When he was twenty Govind married Mukta.
“We had to have a woman to be the ‘face’ of the household. Neither mum nor grandma were regarded as legitimate female heads because they were both widows – they were not allowed to be part of the community, could not attend marriages or join in auspicious ceremonies.”
With his family settled, Govind’s sadness at society’s treatment of his mother and grandmother prompted him to look closer at the plight of women in his community.
“I realised ignorance is the great enemy”
Knowing that many of them hadn’t the means to improve their situation, he felt compelled to do something to help, so he persuaded his Dalit maid to bring her three daughters to Durag Niwas. He would teach them to read and write. The next day his maid brought 18 girls with her. At twenty-four he set up the Sambhali Trust, an NGO aimed at empowering women.
“It is more than my passion, it is my dedication.”

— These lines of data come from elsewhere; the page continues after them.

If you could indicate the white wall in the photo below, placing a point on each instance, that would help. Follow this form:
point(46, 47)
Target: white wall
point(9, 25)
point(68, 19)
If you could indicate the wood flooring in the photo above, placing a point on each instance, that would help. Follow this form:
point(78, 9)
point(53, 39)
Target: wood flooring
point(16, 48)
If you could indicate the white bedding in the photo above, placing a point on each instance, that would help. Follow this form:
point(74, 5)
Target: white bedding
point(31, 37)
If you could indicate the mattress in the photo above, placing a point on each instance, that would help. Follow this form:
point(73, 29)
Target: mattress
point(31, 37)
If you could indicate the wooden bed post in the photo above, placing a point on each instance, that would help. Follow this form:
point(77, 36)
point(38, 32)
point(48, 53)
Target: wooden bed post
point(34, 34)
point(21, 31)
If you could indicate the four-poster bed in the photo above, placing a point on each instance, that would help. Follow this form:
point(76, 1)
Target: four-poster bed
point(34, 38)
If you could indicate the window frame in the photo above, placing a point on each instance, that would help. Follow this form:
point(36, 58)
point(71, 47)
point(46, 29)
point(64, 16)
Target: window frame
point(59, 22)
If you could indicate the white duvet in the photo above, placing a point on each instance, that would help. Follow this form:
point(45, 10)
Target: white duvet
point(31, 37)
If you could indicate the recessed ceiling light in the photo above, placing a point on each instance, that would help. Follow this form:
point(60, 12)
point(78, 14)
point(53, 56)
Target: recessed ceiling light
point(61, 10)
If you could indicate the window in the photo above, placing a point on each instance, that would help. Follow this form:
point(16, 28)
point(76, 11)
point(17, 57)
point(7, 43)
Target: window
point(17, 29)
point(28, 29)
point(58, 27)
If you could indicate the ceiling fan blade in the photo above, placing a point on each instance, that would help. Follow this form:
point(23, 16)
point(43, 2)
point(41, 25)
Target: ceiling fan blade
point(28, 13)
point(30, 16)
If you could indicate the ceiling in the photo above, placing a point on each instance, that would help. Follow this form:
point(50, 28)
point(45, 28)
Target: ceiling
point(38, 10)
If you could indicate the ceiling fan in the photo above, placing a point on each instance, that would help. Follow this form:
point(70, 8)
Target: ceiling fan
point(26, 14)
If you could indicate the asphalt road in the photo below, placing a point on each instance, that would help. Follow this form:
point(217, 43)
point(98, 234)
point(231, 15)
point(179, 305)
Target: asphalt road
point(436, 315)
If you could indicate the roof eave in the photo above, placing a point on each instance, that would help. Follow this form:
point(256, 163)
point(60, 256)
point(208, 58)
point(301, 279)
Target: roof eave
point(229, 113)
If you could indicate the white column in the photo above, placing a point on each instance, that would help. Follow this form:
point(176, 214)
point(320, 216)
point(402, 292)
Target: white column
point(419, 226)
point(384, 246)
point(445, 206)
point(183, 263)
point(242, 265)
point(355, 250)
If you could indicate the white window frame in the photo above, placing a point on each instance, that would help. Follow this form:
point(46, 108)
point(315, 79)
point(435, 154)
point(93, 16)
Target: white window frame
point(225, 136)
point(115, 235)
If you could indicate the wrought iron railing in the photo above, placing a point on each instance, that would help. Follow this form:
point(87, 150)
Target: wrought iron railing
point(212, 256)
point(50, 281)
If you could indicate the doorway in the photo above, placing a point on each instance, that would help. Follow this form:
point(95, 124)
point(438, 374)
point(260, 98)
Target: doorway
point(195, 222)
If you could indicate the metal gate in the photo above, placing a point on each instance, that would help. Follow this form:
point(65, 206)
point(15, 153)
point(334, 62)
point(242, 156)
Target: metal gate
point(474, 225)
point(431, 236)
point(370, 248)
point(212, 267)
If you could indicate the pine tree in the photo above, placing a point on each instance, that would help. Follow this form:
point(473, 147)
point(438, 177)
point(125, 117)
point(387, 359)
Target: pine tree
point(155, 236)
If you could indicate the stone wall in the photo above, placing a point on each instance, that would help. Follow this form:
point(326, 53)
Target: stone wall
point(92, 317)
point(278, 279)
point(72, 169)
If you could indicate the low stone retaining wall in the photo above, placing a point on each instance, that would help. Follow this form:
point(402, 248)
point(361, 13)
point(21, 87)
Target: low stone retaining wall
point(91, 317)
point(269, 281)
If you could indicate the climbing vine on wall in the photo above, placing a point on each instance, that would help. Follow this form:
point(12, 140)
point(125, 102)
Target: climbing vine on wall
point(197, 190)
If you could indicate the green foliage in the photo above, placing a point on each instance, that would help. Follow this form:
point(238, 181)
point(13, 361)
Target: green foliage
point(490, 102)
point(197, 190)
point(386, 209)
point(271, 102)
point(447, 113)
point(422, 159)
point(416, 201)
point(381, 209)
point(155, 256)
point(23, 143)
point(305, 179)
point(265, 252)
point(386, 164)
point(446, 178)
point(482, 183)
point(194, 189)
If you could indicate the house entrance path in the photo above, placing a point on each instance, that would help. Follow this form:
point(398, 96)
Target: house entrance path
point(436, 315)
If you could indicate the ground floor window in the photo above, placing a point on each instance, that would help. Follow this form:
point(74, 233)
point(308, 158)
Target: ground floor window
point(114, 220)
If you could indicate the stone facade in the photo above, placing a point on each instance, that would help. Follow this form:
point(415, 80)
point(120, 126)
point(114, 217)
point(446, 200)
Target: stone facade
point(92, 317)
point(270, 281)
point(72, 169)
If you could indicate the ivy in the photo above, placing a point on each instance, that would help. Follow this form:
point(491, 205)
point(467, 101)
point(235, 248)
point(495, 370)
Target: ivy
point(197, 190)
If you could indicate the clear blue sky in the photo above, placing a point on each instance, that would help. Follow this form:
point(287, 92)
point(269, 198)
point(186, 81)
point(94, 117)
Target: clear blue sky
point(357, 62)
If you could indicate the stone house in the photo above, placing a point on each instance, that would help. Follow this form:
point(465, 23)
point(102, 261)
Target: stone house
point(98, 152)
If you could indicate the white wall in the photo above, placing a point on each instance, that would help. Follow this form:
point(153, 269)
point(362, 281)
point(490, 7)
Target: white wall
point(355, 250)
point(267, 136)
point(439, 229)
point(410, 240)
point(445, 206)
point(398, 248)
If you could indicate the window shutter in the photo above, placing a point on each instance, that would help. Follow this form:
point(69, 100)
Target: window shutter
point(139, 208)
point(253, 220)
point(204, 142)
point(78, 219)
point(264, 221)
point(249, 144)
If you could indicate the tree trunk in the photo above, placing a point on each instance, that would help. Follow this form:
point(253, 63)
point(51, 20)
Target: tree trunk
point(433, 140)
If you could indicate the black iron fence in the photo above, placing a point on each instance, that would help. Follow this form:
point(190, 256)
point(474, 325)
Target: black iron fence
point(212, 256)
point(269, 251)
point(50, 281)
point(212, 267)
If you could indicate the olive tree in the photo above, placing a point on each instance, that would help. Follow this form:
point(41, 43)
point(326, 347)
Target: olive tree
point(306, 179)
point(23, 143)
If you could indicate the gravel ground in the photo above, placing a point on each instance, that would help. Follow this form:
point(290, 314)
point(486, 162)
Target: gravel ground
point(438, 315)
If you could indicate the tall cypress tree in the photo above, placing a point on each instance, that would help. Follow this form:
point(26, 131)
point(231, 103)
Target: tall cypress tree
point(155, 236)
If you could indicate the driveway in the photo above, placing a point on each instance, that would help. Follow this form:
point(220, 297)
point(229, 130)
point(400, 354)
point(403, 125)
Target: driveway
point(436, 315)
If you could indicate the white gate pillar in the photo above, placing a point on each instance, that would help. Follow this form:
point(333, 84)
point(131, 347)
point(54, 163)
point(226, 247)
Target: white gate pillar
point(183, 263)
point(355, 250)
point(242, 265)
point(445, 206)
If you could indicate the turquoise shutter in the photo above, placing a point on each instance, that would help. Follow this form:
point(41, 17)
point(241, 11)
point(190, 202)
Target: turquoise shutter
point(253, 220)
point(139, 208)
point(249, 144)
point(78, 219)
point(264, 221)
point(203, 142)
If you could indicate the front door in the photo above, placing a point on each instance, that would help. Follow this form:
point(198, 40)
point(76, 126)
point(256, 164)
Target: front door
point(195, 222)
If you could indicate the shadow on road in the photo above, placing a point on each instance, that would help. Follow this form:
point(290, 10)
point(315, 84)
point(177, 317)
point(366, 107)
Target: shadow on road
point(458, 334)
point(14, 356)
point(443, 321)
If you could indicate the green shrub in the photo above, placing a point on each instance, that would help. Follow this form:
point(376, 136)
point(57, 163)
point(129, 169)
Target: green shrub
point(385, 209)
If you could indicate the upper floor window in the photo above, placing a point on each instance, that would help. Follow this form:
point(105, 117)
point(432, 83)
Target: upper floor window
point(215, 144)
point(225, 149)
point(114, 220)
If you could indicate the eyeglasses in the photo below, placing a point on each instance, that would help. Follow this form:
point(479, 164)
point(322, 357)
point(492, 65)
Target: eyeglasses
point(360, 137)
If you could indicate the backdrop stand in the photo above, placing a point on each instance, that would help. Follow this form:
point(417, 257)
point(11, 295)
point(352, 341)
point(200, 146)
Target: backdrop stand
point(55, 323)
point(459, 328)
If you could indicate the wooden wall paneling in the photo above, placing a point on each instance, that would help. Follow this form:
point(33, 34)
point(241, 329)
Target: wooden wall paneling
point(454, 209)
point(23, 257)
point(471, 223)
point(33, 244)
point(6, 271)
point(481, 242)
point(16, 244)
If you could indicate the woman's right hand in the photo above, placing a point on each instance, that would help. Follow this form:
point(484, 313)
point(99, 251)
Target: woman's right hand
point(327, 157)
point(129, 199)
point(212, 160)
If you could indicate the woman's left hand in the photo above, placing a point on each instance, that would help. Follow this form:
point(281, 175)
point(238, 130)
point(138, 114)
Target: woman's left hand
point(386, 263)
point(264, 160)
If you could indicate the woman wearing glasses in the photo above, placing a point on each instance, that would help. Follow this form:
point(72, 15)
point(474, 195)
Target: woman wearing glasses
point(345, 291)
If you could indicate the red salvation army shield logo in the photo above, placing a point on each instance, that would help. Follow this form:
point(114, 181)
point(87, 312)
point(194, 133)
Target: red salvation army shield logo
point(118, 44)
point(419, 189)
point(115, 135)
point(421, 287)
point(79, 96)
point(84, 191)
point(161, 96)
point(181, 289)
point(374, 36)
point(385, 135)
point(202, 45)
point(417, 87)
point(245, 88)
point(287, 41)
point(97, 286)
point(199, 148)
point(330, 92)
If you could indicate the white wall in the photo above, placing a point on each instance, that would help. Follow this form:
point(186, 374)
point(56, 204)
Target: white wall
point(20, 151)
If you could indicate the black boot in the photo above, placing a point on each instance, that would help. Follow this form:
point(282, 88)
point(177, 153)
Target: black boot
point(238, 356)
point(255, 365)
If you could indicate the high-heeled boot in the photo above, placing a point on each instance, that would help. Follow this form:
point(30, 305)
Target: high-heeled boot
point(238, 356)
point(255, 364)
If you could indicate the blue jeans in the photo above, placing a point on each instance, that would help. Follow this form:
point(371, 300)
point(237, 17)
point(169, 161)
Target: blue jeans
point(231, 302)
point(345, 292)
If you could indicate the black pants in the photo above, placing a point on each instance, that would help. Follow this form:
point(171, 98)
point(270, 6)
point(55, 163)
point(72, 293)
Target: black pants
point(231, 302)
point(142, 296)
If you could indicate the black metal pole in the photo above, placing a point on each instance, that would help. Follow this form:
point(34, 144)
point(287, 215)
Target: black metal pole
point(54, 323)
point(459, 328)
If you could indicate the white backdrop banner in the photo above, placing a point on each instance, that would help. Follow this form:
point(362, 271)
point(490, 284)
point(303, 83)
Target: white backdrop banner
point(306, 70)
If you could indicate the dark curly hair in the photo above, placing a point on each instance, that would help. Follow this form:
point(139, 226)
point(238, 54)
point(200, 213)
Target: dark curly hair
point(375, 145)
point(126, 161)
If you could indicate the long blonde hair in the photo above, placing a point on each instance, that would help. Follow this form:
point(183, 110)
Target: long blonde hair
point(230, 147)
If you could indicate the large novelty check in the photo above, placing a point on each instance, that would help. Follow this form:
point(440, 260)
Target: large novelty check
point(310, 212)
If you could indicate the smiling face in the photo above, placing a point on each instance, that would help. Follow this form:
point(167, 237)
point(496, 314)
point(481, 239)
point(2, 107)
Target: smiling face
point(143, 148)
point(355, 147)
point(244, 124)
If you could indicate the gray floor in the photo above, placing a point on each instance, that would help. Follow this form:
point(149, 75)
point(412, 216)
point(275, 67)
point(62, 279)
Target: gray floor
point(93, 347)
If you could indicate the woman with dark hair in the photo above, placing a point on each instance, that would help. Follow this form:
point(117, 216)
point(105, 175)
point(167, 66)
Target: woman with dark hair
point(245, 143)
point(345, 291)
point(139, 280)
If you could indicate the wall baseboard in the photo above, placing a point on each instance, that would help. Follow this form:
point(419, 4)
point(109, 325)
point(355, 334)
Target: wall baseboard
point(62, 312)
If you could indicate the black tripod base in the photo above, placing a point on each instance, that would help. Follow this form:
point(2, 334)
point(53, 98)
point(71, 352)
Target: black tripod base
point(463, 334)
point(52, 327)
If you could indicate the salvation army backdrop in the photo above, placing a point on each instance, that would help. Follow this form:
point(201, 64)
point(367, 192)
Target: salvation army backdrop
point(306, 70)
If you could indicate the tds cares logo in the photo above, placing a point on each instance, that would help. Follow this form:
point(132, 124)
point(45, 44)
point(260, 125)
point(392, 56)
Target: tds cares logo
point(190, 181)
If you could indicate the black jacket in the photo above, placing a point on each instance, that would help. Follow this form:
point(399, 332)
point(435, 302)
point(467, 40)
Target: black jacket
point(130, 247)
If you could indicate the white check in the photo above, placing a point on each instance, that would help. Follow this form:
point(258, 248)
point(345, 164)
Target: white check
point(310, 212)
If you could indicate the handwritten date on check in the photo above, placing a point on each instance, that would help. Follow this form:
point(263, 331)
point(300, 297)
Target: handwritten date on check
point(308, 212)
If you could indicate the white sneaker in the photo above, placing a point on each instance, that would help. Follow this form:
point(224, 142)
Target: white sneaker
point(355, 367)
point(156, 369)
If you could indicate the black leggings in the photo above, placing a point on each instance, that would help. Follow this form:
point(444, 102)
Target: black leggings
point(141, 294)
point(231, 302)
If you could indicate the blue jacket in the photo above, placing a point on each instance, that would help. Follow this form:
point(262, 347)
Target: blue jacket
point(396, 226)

I watch guests and volunteers light up as he talks to them. Govind has inherited his father’s charm, and like a celebrity A-lister all eyes are on him when he’s in the room.
Each day at Durag Niwas, girls come for lessons in everything from Hindi and English, to health, AIDS, the planet, maths, religion and handicrafts. Govind encourages his guests to join the lessons. The classrooms are covered in charts, maps and paintings. Although there are chairs and tables, the girls prefer to sit cosily cross-legged on a rug. During one of the English lessons, Jamie and I stand red-faced at the front of the class, getting the words and hand movements wrong to “heads, shoulders, knees and toes”, as the girls fall about laughing.
“Women are still set on fire for dowry deaths, beaten, and sexually abused,” Govind reminds us.
One evening, after a six hour hike round Jodhpur taking in the sights, we sit knocking back beers with Govind in the cool courtyard. A girl walks in. She is small, pretty and watchful. Chatting animatedly with her friends, she says something which makes them all laugh, the epitome of an empowered woman.
“Meet Rachna,” says Govind, “one of our successes.”